Making your ZX-81 organic
I HAVE found that you can get sound out of a 16K ZX-81 by writing in these lines: POKE USR 1,1 then press "ENTER" and you will see your screen scattered with squares, so press enter once more and you will see the screen go blank.
If you press keys on the top e.g., 1, 2, 3, low pitches of sound will be heard and if you press Q, A or Z the pitch of the sound will become higher. Therefore the ZX-81 can be used as an organ.
Standards can be improved
HAVING READ articles and typed programs from the two magazines, Sinclair User and Sinclair Programs, I can safely say that the standard of the two magazines is on the whole extremely high. Occasionally one or two articles and some programs have not been up to the usual standard.
I think the standard could be raised even further by featuring bi-monthly competitions on a certain subject, i.e., a datafile or a computer versus man game - the computer taking the place of the missing person and fulfilling certain requirements. I am sure your staff can think of certain subjects which have been neglected.
Another improvement would be to incorporate more machine code routines which can improve the speed and the graphic displays of the ZX-81. Somewhere in the computer-riddled homes of Britain there must be someone who can supply such routines.
Can anyone supply more two-player games? At the moment the majority of all games - I would say a rough estimate of 78 out of 80 games cater for a single player.
W M Juned
We are always looking for more complicated games and listings and anyone who has written something like that should send it immediately.
Aid for deaf requested
I AM retired and British. One of my granddaughters, aged 11, is profoundly deaf - 98 percent; she attends a special school and the school and the education authority do not seem to understand the potential of computers in furthering her education. She is normal and intelligent in other ways.
I understand that there are a number of suitable programs developed for this type of handicap but they do not seem to be available in the U.K.

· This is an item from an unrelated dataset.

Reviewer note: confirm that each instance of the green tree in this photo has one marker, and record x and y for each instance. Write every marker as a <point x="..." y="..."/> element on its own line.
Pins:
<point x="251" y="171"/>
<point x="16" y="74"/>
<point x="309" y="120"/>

Are there suitable programs for use with the Spectrum 48K? It is very difficult living here and trying to get information.
Useful list of pokes and calls
I HAVE compiled a list of useful pokes and calls to the ROM which all ZX-81 users will find very helpful when programming. They are:
RAND USR 963 - Clears program area
Note that the amount of memory the computer has is not important when using these commands.
Picking up the points
HERE ARE a few tips I would like to share with other readers. Before playing Jetpac, tape down the "ENTER" key with some adhesive tape. That helps a great deal because it fires continuously and all you have to do is MOVE. In Hungry Horace you can gain a great deal of points by slightly hitting the bell and then moving back. Every time you are under the bell you will hear a "grating" beep. Your score goes up until you move away from the bell.
When Cyber Rats has loaded, you will be asked to enter "2" for a two-player game and "S" to start. If instead you press "CAPS SHIFT" and "BREAK" the program will NEW, together with the USER DEFINED GRAPHICS. Is that a bug in the program?
Patterns from E-mode
I HAVE found that on my Spectrum the TRUE VIDEO and the INV. VIDEO commands do not always work. For example, I typed in a line using INV. VIDEO and closed the brackets and I could not get it back to normal print.
I have found that you can get it into normal print by ... Getting Extended Mode (E) and press the 7 key on its own, so then after you do that you can get normal print.
You can make patterns using E mode and keys 1, 2, 3, 4, 5, 6, 7, 0.
Sean Simmons (11)
Early retirement for corner man
WHAT HAS happened to the little man on the corner of each page of Sinclair User? I have not seen him since the March issue. Is he ill, dead or on holiday? Wherever he is, please bring him back.
Sinclair User is a very good magazine but for two points. First, as many others, I think too much space is wasted on program pages with drawings; second, let us see some decent programs in machine code which permit smooth movement of graphics and the like.
Following the change of layout some months ago we decided that because of lack of space we should give the little man an early retirement, which we felt he deserved after many months of sterling service.